Sunday, January 3, 2016
Today I am grateful for things I should no longer say. I remember back in the day, when my kids were young and we were going someplace and needed to remember to bring certain things along. They would say, “Better write it down, mom.” But I’d say, “I don’t have to write it down.” I have a list. In my head.
Now I don’t have much in my head. . .or maybe too much. . .because unless I have a written list I’m lost. Actually I have to write down every single thing. I have to list everything I’m serving when I host an event. Otherwise I will wind up with three pounds of chicken salad and four dozen cookies, neither of which I need.
I have note paper everywhere. Sometimes I have a grocery list started in four different places before I gather them up for the master list. It’s complicated. It’s crazy. It’s necessary.
Not only do I walk into a room and not have one clue why I’m there or what I came in there for. . . I get distracted. . . “oh look how pretty the light is bouncing off the lampshade”. . .what? Oh yeah. I forget what I came in the room for. Or that I have a room. Then two days later, as I’m falling asleep, I remember just enough to keep me awake.

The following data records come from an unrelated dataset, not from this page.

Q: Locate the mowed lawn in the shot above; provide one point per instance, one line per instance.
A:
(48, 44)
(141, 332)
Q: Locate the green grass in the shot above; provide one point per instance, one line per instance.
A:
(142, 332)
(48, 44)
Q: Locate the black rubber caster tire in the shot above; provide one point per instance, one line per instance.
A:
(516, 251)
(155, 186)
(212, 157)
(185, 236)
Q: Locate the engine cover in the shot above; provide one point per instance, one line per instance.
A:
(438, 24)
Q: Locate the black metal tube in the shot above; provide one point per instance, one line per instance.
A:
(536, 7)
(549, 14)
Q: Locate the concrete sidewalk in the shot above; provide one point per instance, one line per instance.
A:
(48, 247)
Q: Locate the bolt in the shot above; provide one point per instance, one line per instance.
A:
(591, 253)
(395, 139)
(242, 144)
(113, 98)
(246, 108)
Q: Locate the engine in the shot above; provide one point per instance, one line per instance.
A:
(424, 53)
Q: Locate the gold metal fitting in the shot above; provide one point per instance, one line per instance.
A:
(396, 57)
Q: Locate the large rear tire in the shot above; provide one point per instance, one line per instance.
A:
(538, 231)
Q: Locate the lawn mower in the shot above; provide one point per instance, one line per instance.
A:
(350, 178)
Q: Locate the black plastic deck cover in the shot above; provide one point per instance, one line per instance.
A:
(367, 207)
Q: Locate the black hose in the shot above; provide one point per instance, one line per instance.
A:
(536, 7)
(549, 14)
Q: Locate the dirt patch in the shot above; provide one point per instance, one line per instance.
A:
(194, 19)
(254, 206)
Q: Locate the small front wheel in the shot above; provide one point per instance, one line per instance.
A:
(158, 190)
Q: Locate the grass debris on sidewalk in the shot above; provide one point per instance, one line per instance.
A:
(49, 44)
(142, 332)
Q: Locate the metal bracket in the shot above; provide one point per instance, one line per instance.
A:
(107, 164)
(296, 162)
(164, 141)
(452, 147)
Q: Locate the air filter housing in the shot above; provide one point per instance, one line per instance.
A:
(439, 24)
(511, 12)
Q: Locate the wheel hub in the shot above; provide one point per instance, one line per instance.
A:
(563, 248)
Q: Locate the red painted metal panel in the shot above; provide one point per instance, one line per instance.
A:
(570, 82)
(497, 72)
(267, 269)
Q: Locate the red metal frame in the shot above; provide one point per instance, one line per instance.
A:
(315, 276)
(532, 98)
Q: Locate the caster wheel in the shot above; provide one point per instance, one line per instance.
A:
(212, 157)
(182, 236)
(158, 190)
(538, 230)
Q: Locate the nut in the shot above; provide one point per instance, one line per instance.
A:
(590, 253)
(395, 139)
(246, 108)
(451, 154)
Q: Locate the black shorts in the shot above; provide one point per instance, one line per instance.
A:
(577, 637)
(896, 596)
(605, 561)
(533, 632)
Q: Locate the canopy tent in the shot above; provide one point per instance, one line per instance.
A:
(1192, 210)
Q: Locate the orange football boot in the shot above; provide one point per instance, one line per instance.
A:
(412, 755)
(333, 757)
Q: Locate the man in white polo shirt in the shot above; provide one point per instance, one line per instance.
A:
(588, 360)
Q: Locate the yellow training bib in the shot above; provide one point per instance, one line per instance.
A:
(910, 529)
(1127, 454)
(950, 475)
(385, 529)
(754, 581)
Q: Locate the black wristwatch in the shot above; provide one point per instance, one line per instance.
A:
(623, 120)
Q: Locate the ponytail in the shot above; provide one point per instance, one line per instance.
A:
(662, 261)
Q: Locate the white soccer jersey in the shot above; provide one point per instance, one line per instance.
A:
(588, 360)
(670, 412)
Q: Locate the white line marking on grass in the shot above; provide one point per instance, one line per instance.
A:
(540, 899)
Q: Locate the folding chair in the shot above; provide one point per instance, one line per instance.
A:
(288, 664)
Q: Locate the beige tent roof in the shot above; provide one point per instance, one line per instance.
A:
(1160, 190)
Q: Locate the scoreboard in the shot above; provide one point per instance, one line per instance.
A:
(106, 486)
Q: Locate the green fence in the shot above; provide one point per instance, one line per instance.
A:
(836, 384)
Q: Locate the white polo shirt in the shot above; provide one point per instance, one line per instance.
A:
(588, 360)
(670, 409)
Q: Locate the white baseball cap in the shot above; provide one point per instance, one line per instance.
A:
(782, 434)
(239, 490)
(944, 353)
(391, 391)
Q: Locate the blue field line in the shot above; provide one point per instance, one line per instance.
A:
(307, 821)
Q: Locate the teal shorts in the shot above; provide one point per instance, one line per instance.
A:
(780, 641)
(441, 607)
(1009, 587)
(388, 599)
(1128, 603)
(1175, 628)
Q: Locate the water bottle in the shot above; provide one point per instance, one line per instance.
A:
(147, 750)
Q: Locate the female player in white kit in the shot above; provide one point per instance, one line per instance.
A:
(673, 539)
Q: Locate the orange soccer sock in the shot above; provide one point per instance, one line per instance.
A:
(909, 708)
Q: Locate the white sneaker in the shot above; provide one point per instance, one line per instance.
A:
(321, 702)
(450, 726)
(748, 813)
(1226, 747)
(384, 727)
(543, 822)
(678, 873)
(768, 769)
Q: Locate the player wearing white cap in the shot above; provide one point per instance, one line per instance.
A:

We’re getting ready for another road trip to Wisconsin for the wedding of my niece. It’s cold. Himself will need to visit every rest stop. Another thing I used to say is, “I’m good. I don’t need to go.” Not anymore. These days I never pass a bathroom with taking advantage of the opportunity.
When I first thought about writing on this subject I had a bunch of things that I should no longer say, like, “I don’t have to write it down.” Or “No, I don’t need to pee.” But I forgot them already. I shoulda made a list! Butter. . . milk. . . yogurt. . .oh wait. What?